"What a pity it is, Toney Belton, that you are not a subject of her Majesty of England. Your extraordinary discovery would entitle you to the honors of knighthood, and we might read of a Sir Anthony Belton as well as of a Sir Isaac Newton. But how will you demonstrate to the world that there is no such thing as the attraction of gravitation?"
"Demonstrate it, Tom Seddon! Why, I can make it as plain as the proboscis on the countenance of an elephant."
"Do you mean to say that bodies do not fall to the earth by the power of attraction?"
"That is precisely what I mean. I assert that a heavy body may fall upward as well as downward."
"Ha, ha, ha!"
"As the old Greek said, Strike, but hear, so I say, Laugh, but listen. Will you allow me to suppose a case?"

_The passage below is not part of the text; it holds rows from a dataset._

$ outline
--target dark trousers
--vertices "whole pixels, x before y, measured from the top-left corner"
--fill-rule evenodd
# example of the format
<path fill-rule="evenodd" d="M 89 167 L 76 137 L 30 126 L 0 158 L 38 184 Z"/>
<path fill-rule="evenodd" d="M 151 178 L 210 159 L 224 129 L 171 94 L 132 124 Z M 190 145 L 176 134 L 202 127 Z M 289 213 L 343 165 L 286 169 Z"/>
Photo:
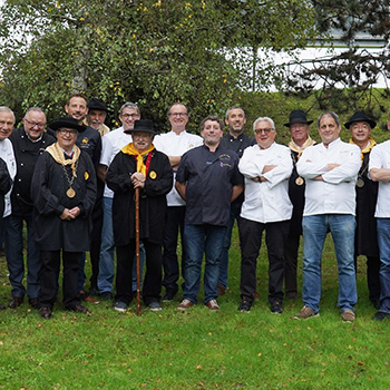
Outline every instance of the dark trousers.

"That is the privilege of all philosophers. The cosmology of the Oriental sage would have fallen into the vast vacuity of space had he not brought to its support a hypothetical foundation. Proceed with your demonstration."
"Suppose, then, that an immense well should be dug from the surface of the American continent entirely through the earth. We will not stop to inquire into the possibility of such an excavation, but will suppose that the work has been accomplished."
"Be it so. Your well has been dug, and extends entirely through the earth, from the United States of America to the Celestial Empire. What then?"